L’armée rouge est partout
Hitler est aux cent coups
À forc’ de tirer d’sus
L’élastique s’est rompu.
***
Pour le Führer, en avant
En avant pour foutr’ le camp
Plus il en dégringolera
Moins il en rest’ra
Heil !” (Pierre Dac parle aux Français : Textes lus à la radio)
JEUDI.
          Vie morvandelle. Début d’un séjour champêtre dans le Haut-Morvan. Le hameau où nous atterrissons, Varin, commune d’Anost (Saône-et-Loire), abrite la maison de la nourrice de Francis Poulenc qui vint, paraît-il, passer ici ses vacances. Lieu perdu, comme on les aime, mais ça n’empêche pas le prestige. Je n’ai jamais écouté Francis Poulenc, ne l’ai peut-être même jamais entendu.
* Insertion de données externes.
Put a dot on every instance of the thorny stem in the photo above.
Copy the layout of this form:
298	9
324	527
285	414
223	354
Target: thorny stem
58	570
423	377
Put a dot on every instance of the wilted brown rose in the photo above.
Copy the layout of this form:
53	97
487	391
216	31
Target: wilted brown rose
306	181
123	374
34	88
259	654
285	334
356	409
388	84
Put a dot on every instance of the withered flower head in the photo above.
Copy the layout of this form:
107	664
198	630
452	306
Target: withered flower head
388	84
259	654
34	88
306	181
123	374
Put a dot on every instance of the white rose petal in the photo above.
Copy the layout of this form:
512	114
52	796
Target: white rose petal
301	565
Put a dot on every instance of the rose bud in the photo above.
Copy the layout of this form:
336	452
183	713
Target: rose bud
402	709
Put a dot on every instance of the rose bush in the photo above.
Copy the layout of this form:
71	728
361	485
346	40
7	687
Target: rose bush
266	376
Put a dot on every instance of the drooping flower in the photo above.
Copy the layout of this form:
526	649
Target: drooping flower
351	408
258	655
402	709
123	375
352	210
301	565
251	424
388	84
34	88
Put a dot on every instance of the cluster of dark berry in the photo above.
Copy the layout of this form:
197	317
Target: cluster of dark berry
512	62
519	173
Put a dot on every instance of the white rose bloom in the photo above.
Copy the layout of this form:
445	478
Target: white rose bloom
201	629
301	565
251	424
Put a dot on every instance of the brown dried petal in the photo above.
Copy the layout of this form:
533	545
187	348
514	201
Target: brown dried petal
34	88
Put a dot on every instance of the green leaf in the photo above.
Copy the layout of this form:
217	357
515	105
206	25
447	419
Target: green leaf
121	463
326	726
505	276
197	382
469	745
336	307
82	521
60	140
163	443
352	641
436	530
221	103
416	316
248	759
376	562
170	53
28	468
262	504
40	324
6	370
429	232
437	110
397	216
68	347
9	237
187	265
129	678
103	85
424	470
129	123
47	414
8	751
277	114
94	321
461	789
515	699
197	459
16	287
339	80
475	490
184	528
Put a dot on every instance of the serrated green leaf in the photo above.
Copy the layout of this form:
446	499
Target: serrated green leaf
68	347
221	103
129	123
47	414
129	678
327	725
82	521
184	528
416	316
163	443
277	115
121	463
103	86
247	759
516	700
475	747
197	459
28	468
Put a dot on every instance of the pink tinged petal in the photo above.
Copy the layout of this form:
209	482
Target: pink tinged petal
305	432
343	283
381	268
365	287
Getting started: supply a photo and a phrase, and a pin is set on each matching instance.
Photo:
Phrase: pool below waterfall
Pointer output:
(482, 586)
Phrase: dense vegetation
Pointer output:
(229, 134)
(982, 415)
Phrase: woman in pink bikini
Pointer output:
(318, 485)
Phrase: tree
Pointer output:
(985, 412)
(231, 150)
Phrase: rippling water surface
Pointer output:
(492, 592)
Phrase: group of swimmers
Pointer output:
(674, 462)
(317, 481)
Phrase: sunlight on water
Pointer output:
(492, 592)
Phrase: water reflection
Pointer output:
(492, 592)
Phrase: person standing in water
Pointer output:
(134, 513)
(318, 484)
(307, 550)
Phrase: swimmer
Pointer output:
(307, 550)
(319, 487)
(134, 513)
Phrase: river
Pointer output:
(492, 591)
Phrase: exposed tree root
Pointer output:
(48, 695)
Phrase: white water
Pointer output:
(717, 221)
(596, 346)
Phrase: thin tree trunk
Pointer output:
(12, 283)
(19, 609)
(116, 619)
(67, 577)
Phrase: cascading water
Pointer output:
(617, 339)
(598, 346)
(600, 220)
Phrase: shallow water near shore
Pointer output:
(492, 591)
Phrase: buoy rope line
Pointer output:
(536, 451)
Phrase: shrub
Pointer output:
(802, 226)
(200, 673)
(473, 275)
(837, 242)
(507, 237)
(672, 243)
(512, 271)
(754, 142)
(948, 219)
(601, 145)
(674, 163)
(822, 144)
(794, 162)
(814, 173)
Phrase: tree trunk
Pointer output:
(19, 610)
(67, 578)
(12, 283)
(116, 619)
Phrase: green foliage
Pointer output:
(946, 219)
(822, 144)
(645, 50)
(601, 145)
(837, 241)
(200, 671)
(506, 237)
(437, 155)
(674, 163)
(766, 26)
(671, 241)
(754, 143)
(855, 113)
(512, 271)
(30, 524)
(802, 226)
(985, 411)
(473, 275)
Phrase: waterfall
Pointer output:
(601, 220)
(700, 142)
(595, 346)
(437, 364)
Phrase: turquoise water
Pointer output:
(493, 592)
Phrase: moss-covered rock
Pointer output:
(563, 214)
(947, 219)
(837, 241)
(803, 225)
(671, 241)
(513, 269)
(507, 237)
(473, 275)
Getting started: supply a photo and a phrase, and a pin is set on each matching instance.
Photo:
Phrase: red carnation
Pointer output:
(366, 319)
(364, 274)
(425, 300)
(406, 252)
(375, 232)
          Bestiolaire morvandiau. Identification d’une Punaise écuyère. C’est dire si la maison est bien tenue.
VENDREDI.
                  Vie morvandelle. Ravitaillement à Château-Chinon (Nièvre). J’en profite pour photographier l’Hôtel du Vieux Morvan (l’auvent du vieux mortel, Mitterrand oblige), un lieu où j’ai dormi en 1998.
                  Bestiolaire morvandiau. Identification d’un Méloé printanier et d’une Petite tortue.
                  Le cabinet de curiosités du notulographe. Conjuguons nos efforts.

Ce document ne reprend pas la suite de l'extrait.